In IT security, the confluence of three basic elements forms the attack surface of an IT infrastructure.

  1. Attackers with sufficient experience, equipment and money to carry out the attack.
  2. Access to the IT infrastructure.
  3. Vulnerabilities in IT systems, caused by errors in applications and operating systems or incorrect configurations.

If these three elements come together, a successful attack on the IT infrastructure is likely. The third element can be influenced, since 999 of 1,000 successfully exploited vulnerabilities are known for more than one year.

Vulnerability management is a core element in modern information technology (IT) compliance. IT compliance is defined as the adherence to legal, corporate and contractual rules and regulations related to IT infrastructures. Within its context IT compliance mainly relates to information security, availability, storage and privacy. Companies and agencies have to comply with many legal obligations in this area.

Controlling and improving IT security is an ongoing process consisting of at least the following steps:

  • Discovery of the current state
  • Improving the current state
  • Reviewing the taken measures

Greenbone Security Manager – GSM

The Greenbone Security Manager (GSM) is an appliance for the vulnerability management of IT infrastructures, available as physical or virtual models.

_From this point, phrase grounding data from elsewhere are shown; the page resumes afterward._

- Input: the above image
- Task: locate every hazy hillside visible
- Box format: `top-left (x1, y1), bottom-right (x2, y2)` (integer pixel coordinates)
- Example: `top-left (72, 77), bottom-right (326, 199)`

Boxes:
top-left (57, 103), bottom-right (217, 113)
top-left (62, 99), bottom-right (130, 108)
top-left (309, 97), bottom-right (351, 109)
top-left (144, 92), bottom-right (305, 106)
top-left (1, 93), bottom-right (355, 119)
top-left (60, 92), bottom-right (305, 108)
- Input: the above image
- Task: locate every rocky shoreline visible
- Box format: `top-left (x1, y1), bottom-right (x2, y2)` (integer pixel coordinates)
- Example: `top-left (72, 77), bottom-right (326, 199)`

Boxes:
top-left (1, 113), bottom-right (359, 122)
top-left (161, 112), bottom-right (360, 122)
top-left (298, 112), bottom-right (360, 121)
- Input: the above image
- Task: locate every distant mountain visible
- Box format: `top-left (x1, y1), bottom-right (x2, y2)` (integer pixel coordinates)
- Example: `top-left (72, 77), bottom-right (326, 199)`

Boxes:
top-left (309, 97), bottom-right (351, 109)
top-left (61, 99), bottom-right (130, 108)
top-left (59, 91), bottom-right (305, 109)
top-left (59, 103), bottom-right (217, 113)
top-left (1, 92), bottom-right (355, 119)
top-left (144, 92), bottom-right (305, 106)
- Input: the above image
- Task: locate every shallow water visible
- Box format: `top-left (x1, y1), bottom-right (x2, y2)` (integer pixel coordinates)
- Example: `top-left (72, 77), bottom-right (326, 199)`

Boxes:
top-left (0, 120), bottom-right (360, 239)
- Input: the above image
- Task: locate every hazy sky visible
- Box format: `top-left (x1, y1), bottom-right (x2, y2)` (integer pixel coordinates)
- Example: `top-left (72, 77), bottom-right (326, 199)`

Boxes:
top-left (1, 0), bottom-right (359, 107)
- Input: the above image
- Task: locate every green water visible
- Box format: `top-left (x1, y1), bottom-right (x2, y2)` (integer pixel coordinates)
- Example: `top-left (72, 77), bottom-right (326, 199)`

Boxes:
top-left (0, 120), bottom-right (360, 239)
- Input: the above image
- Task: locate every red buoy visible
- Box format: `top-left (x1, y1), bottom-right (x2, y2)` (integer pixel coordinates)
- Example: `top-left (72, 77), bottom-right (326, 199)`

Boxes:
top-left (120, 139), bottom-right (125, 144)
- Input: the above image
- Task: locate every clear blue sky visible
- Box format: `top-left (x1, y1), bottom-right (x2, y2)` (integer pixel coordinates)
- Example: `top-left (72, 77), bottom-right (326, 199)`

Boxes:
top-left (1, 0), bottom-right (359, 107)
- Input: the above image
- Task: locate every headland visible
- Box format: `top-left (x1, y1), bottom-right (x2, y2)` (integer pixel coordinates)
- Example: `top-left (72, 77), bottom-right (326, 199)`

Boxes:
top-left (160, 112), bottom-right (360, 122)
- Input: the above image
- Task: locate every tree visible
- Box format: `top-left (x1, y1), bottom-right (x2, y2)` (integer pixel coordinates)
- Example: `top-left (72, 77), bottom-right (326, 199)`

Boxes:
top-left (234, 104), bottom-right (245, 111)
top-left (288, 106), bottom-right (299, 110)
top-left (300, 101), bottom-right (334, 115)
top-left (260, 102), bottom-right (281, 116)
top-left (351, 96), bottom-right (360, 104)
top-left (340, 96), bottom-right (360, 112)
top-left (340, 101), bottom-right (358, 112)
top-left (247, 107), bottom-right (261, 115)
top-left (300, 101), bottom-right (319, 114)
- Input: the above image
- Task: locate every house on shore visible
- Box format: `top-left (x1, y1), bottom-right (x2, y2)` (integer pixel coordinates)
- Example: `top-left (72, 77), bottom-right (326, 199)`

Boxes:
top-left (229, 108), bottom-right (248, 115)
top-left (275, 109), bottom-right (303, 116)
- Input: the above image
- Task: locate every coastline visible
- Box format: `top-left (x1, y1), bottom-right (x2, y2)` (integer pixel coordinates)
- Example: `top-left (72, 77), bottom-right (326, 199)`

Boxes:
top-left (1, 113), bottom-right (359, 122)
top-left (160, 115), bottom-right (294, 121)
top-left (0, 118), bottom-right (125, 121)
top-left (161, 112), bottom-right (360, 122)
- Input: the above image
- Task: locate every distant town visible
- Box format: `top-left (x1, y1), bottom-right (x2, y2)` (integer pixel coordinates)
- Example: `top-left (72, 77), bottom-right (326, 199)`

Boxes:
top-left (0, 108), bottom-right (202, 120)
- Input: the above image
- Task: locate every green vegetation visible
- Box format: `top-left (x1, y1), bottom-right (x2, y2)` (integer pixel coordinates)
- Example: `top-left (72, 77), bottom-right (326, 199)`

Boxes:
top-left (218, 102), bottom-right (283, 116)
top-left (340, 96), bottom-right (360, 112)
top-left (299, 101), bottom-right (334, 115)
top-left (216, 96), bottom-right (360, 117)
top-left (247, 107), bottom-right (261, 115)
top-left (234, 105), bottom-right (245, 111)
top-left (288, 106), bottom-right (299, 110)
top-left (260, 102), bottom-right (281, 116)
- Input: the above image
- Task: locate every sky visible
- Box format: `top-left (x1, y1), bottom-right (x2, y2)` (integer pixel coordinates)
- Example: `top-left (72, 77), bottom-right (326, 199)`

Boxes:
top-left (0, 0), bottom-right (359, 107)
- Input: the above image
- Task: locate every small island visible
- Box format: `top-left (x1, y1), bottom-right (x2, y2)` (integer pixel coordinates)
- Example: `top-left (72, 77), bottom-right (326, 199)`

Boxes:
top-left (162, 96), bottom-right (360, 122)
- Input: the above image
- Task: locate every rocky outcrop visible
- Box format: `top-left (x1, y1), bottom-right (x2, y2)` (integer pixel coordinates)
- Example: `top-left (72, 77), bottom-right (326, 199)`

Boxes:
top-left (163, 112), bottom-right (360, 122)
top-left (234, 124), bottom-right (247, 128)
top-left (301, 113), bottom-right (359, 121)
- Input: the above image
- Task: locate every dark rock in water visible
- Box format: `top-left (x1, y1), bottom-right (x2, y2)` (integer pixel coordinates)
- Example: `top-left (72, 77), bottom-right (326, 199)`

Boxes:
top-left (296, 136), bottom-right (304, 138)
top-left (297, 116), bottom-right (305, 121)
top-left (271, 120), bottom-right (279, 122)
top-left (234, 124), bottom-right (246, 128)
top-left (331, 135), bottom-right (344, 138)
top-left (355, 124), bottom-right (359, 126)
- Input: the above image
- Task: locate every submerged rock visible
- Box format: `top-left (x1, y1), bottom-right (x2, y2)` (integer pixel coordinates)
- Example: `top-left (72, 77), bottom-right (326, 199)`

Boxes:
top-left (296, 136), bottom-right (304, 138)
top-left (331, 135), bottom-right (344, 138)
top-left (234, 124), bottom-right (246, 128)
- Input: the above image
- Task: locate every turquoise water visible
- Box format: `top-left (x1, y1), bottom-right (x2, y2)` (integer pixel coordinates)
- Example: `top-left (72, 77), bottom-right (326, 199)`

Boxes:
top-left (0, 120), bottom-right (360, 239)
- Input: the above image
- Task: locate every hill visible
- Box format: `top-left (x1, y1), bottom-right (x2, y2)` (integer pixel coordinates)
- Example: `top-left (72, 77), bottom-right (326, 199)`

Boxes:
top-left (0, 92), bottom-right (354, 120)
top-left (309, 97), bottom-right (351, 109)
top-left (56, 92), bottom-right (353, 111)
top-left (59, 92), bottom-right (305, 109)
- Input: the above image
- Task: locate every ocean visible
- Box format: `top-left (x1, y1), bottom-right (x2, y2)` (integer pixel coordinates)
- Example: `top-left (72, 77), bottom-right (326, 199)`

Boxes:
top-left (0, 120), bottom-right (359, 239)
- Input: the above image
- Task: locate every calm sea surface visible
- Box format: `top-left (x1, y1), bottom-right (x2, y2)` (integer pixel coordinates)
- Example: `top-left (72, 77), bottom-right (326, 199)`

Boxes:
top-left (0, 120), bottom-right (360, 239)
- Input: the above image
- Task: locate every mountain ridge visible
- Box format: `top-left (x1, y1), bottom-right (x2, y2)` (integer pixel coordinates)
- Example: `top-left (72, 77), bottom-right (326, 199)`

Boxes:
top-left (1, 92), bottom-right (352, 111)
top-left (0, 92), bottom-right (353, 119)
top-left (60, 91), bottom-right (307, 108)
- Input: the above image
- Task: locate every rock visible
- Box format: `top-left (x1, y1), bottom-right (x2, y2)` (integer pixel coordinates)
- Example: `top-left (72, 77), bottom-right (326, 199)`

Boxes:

It assists companies and agencies with automated and integrated vulnerability assessment and management. Its task is to discover vulnerabilities and security gaps before a potential attacker does.

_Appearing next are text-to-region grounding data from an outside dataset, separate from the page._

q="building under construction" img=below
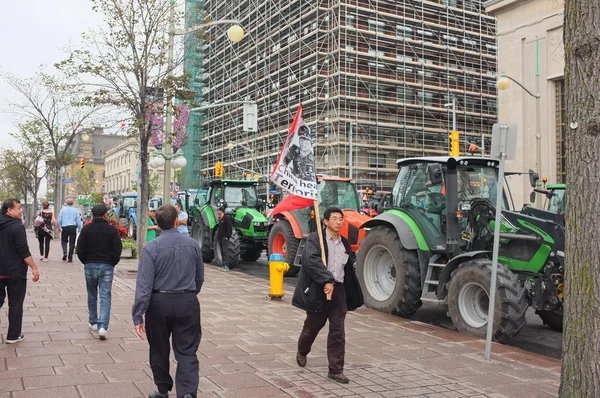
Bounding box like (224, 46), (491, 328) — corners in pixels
(182, 0), (498, 191)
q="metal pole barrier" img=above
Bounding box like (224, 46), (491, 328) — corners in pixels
(485, 125), (508, 360)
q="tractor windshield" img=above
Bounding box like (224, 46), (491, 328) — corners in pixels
(225, 185), (258, 207)
(317, 180), (360, 213)
(457, 165), (503, 206)
(546, 189), (566, 213)
(122, 197), (136, 214)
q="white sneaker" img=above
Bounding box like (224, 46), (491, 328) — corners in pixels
(88, 323), (98, 331)
(98, 328), (107, 340)
(6, 334), (25, 344)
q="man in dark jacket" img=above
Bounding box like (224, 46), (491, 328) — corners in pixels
(132, 204), (204, 398)
(216, 206), (232, 271)
(0, 199), (40, 344)
(292, 207), (363, 384)
(76, 204), (122, 340)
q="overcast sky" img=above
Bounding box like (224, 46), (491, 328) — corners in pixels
(0, 0), (101, 150)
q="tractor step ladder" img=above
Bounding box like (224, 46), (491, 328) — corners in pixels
(292, 238), (307, 267)
(421, 254), (446, 303)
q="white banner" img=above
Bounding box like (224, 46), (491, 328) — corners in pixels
(270, 105), (317, 200)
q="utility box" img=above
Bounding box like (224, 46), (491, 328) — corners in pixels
(243, 102), (258, 132)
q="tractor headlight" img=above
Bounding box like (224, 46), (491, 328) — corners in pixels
(253, 221), (264, 227)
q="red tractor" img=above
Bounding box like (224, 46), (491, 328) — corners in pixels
(268, 176), (370, 276)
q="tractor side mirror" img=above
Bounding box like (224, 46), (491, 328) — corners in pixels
(529, 169), (539, 188)
(201, 180), (210, 190)
(530, 191), (536, 203)
(427, 163), (443, 185)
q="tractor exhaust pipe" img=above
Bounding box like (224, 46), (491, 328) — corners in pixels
(445, 158), (460, 247)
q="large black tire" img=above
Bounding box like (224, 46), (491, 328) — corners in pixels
(268, 220), (301, 277)
(128, 218), (136, 240)
(241, 247), (262, 262)
(447, 259), (528, 343)
(356, 226), (422, 317)
(215, 229), (242, 269)
(536, 309), (563, 332)
(196, 224), (214, 263)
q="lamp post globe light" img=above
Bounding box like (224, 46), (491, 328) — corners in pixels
(160, 0), (245, 200)
(496, 70), (542, 206)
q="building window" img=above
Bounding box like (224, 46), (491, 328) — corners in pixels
(396, 25), (413, 39)
(368, 152), (386, 168)
(368, 20), (385, 34)
(346, 14), (355, 28)
(555, 80), (566, 183)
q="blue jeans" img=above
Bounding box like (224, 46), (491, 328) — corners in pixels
(84, 263), (114, 330)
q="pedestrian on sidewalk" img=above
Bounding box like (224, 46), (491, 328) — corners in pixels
(0, 199), (40, 344)
(174, 202), (189, 236)
(132, 204), (204, 398)
(57, 198), (82, 262)
(292, 207), (363, 384)
(216, 206), (232, 271)
(35, 201), (59, 262)
(76, 204), (122, 340)
(147, 208), (159, 243)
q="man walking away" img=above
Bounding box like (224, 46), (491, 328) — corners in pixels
(76, 205), (122, 340)
(132, 204), (204, 398)
(58, 198), (82, 262)
(216, 206), (232, 271)
(0, 199), (40, 344)
(292, 207), (363, 384)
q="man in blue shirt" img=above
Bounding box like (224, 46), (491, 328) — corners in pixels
(57, 199), (83, 262)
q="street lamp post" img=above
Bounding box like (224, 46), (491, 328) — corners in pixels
(497, 39), (541, 205)
(161, 0), (245, 200)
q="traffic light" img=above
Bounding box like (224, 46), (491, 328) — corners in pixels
(80, 158), (85, 169)
(450, 131), (460, 156)
(215, 161), (223, 177)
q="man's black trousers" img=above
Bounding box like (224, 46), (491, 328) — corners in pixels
(145, 292), (201, 397)
(0, 277), (27, 340)
(60, 226), (77, 260)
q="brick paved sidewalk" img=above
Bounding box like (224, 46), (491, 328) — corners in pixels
(0, 231), (560, 397)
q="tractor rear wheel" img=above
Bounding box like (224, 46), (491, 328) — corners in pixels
(536, 309), (563, 332)
(447, 259), (528, 343)
(268, 220), (301, 277)
(215, 229), (242, 269)
(356, 226), (422, 317)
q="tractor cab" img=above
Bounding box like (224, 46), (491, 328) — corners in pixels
(390, 157), (506, 252)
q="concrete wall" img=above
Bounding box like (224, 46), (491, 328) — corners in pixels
(485, 0), (564, 208)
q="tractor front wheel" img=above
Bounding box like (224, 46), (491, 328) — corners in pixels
(447, 259), (528, 343)
(196, 224), (214, 263)
(356, 226), (422, 317)
(268, 220), (300, 277)
(536, 309), (563, 332)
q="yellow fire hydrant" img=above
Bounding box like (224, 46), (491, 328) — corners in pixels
(269, 253), (290, 300)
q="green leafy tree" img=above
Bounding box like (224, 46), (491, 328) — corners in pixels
(74, 168), (96, 195)
(2, 72), (101, 208)
(0, 120), (52, 222)
(56, 0), (191, 253)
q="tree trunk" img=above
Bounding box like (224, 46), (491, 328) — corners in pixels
(136, 128), (150, 257)
(559, 1), (600, 396)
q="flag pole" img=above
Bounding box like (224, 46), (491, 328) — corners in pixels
(313, 201), (332, 300)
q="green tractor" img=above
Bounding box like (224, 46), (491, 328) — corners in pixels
(356, 157), (565, 343)
(191, 179), (269, 269)
(522, 170), (566, 226)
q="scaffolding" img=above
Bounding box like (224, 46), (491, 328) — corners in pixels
(183, 0), (498, 191)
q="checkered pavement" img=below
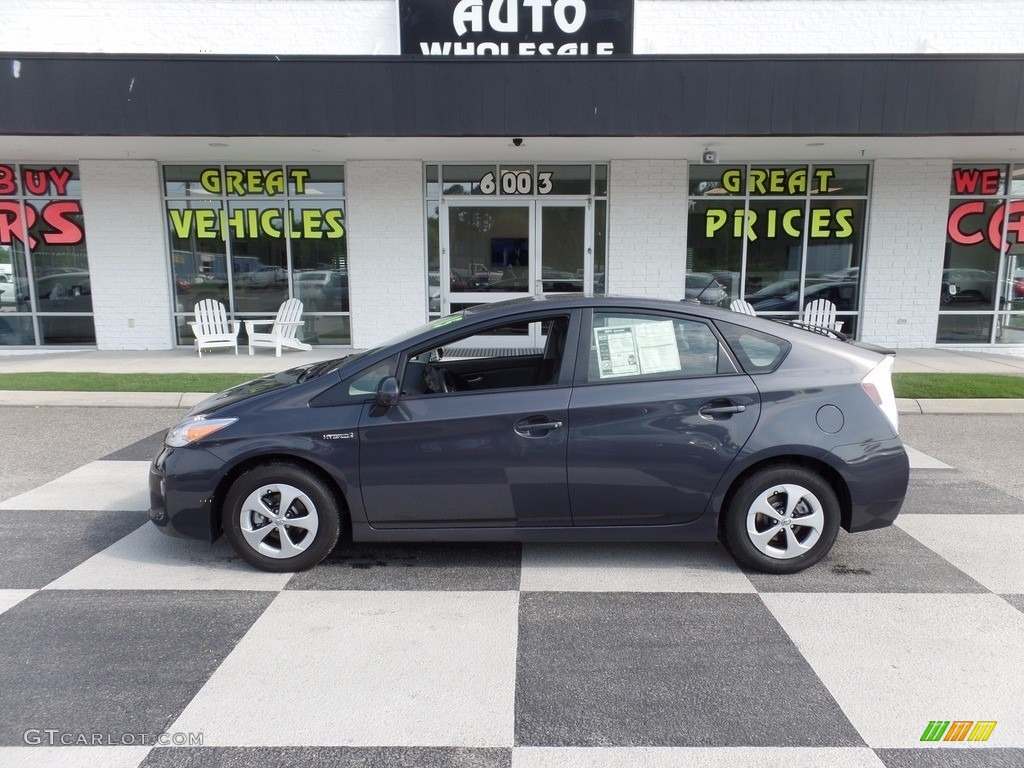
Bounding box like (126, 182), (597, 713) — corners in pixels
(0, 431), (1022, 768)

The GSM consists of the Greenbone Operating System (GOS) on which the Greenbone Security Feed (GSF) is installed, a scan service, the web interface and, in case of a physical appliance, a special hardware.

The scan service uses over 78,000 Vulnerability Tests (VTs) to detect existing vulnerabilities on the inspected network. The found vulnerabilities are evaluated based on their severity which enables the setting of priorities for eliminating the vulnerabilities.

The GSM is flexible in use and can be utilized for special audits and trainings as well as for small and medium companies up to large enterprises. Due to the master-sensor technology, the GSM can also be deployed in high-security sectors.

The GSM discovers vulnerabilities through different perspectives of an attacker:

The GSM can simulate an external attack to identify outdated or misconfigured firewalls.
Demilitarized Zone (DMZ)
The GSM can identify actual vulnerabilities that may be exploited by attackers that get past the firewall.
The GSM can also identify exploitable vulnerabilities in the internal network, for example those targeted by social engineering or computer worms. Due to the potential impact of such attacks, this perspective is particularly important for the security of any IT infrastructure.

For DMZ and internal scans, a distinction can be made between authenticated and unauthenticated scans. When performing an authenticated scan, the GSM uses credentials and can discover vulnerabilities in applications that are not running as a service but have a high risk potential. This includes web browsers, office applications or PDF viewers. For the advantages and disadvantages of authenticated scans see Chapter 10.3.1.

Due to new vulnerabilities being discovered on a daily basis, regular updates and testing of systems are required. The Greenbone Security Feed ensures that the GSM is provided with the latest testing routines and can discover the latest vulnerabilities reliably. Greenbone Networks analyzes CVE 1 messages and security bulletins of vendors and develops new vulnerability tests daily.

When performing a vulnerability scan using the GSM, the personnel responsible will receive a list of vulnerabilities that have been identified in the target systems. For the selection of remediation measures a prioritization is required. The most important measures are those that protect the system against critical risks and eliminate the corresponding security holes.

The GSM utilizes the Common Vulnerability Scoring System (CVSS). CVSS is an industry standard for the classification and rating of vulnerabilities. It assists in prioritizing the remediation measures.

Fundamentally, there are two options to deal with vulnerabilities:

  • Eliminating the vulnerability by updating the software, removing the component or changing the configuration.

  • Implementing a rule in a firewall or a intrusion prevention system (virtual patching).

    Virtual patching is the apparent elimination of the vulnerability through a compensating control. The real vulnerability still exists and the attacker can still exploit the vulnerability if the compensating control fails or if an alternate approach is used.

An actual patch or update of the affected software is always preferred over virtual patching.

The GSM also supports the testing of the implemented remediation measures. With its help responsible personnel can document the current state of IT security, recognize changes and record these changes in reports.


[1]The Common Vulnerability and Exposures (CVE) project is a vendor neutral forum for the identification and publication of new vulnerabilities.